Solution: Using the formula: H = (u² * sin²θ) / (2g). H = (20² * (1/2)) / (2 * 9.8) = 10.2 m, approximately 10 m.

Steps: 11

Step 1: Identify the given values. The initial speed (u) is 20 m/s, the angle (θ) is 30 degrees, and the acceleration due to gravity (g) is approximately 9.8 m/s².

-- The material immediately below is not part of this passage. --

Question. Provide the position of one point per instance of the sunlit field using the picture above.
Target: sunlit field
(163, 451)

Step 2: Convert the angle from degrees to radians if necessary, but here we can use the sine function directly for 30 degrees.
Step 3: Calculate sin(30 degrees). The sine of 30 degrees is 0.5.
Step 4: Use the formula for maximum height: H = (u² * sin²θ) / (2g).
Step 5: Substitute the values into the formula: H = (20² * (0.5)²) / (2 * 9.8).
Step 6: Calculate 20², which is 400.
Step 7: Calculate (0.5)², which is 0.25.
Step 8: Multiply 400 by 0.25 to get 100.
Step 9: Calculate 2 * 9.8, which is 19.6.
Step 10: Divide 100 by 19.6 to find H: H = 100 / 19.6 ≈ 5.1 m.
Step 11: Round the answer to the nearest whole number if needed. The maximum height is approximately 5 m.